CIPLA - Fundamental Analysis: Financial Health & Valuation
Back to ListFundamental Rating: 4.2
| Stock Code | CIPLA | Market Cap | 1,05,787 Cr. | Current Price | 1,310 ₹ | High / Low | 1,673 ₹ |
| Stock P/E | 23.1 | Book Value | 412 ₹ | Dividend Yield | 0.99 % | ROCE | 20.1 % |
| ROE | 16.0 % | Face Value | 2.00 ₹ | DMA 50 | 1,288 ₹ | DMA 200 | 1,401 ₹ |
| Chg in FII Hold | -1.38 % | Chg in DII Hold | 1.26 % | PAT Qtr | 822 Cr. | PAT Prev Qtr | 1,211 Cr. |
| RSI | 60.9 | MACD | 11.2 | Volume | 14,47,981 | Avg Vol 1Wk | 14,47,486 |
| Low price | 1,166 ₹ | High price | 1,673 ₹ | PEG Ratio | 1.26 | Debt to equity | 0.00 |
| 52w Index | 28.4 % | Qtr Profit Var | -42.9 % | EPS | 57.2 ₹ | Industry PE | 30.1 |
📊 Financials: CIPLA demonstrates strong fundamentals with ROE at 16.0% and ROCE at 20.1%, reflecting efficient capital utilization. EPS of ₹57.2 supports earnings visibility. Debt-to-equity is 0.00, highlighting a debt-free balance sheet. However, quarterly PAT declined from ₹1,211 Cr. to ₹822 Cr. (-42.9%), showing short-term earnings weakness.

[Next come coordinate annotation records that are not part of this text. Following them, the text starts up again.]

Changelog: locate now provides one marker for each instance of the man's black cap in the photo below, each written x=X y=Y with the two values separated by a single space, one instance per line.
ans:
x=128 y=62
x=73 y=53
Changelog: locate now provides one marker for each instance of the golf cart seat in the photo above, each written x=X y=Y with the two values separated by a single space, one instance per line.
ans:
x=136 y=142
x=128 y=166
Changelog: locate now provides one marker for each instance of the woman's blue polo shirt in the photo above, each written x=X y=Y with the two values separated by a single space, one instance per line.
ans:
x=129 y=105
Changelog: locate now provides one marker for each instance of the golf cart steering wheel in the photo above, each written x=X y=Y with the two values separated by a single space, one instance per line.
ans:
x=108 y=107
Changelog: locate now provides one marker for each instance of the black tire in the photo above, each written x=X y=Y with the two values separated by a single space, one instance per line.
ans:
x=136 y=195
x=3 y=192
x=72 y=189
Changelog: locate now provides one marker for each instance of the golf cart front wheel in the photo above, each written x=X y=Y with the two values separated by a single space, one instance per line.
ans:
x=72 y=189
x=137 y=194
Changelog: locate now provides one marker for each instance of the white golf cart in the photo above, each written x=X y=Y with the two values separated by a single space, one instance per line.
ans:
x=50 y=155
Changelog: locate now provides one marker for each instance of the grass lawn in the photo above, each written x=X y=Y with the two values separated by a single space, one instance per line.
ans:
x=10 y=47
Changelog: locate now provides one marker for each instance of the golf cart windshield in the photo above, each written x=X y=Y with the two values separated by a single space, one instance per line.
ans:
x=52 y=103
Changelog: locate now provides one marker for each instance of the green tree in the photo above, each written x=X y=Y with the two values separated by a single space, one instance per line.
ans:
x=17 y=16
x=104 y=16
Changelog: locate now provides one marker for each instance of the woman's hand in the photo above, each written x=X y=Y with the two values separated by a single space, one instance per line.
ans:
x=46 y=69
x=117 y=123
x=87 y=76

💹 Valuation: The stock trades at a P/E of 23.1, below the industry average of 30.1, suggesting undervaluation relative to peers. Book value of ₹412 results in a P/B of ~3.18, reasonable for the sector. PEG ratio of 1.26 indicates fair valuation relative to growth. Intrinsic value appears supportive for accumulation at lower levels.
🏢 Business Model: CIPLA operates in the pharmaceutical sector, benefiting from strong demand for generics and specialty formulations. Its competitive advantage lies in debt-free operations, efficient profitability metrics, and diversified product portfolio. Institutional sentiment is mixed, with FII holdings down (-1.38%) but DII holdings up (+1.26%).
🎯 Entry Zone: Attractive entry between ₹1,250–1,300, near DMA support levels. Long-term investors may hold for 3–5 years, with exit considerations if ROE falls below 14% or earnings growth slows further.
Positive
- Strong ROCE (20.1%) and ROE (16.0%).
- Debt-free balance sheet ensures financial stability.
- EPS of ₹57.2 supports earnings visibility.
- DII holdings increased (+1.26%), showing domestic institutional support.
- P/E of 23.1 below industry average (30.1), suggesting undervaluation.
Limitation
- Quarterly PAT declined sharply (-42.9%).
- FII holdings decreased (-1.38%), showing reduced foreign investor confidence.
- Dividend yield modest at 0.99%.
- PEG ratio of 1.26 indicates fair valuation but not deeply undervalued.
Company Negative News
- Recent quarterly profit decline and reduced FII interest highlight cautious sentiment.
Company Positive News
- Debt-free status strengthens balance sheet.
- Strong ROE and ROCE highlight operational efficiency.
- DII holdings increased, reflecting domestic institutional confidence.
Industry
- Pharmaceutical sector trades at industry P/E of 30.1.
- CIPLA’s P/E of 23.1 suggests undervaluation relative to peers.
Conclusion
✅ CIPLA is a fundamentally strong pharmaceutical company with excellent profitability and zero debt. Entry near ₹1,250–1,300 offers safety, while holding for 3–5 years could yield solid returns if earnings growth sustains and institutional confidence stabilizes.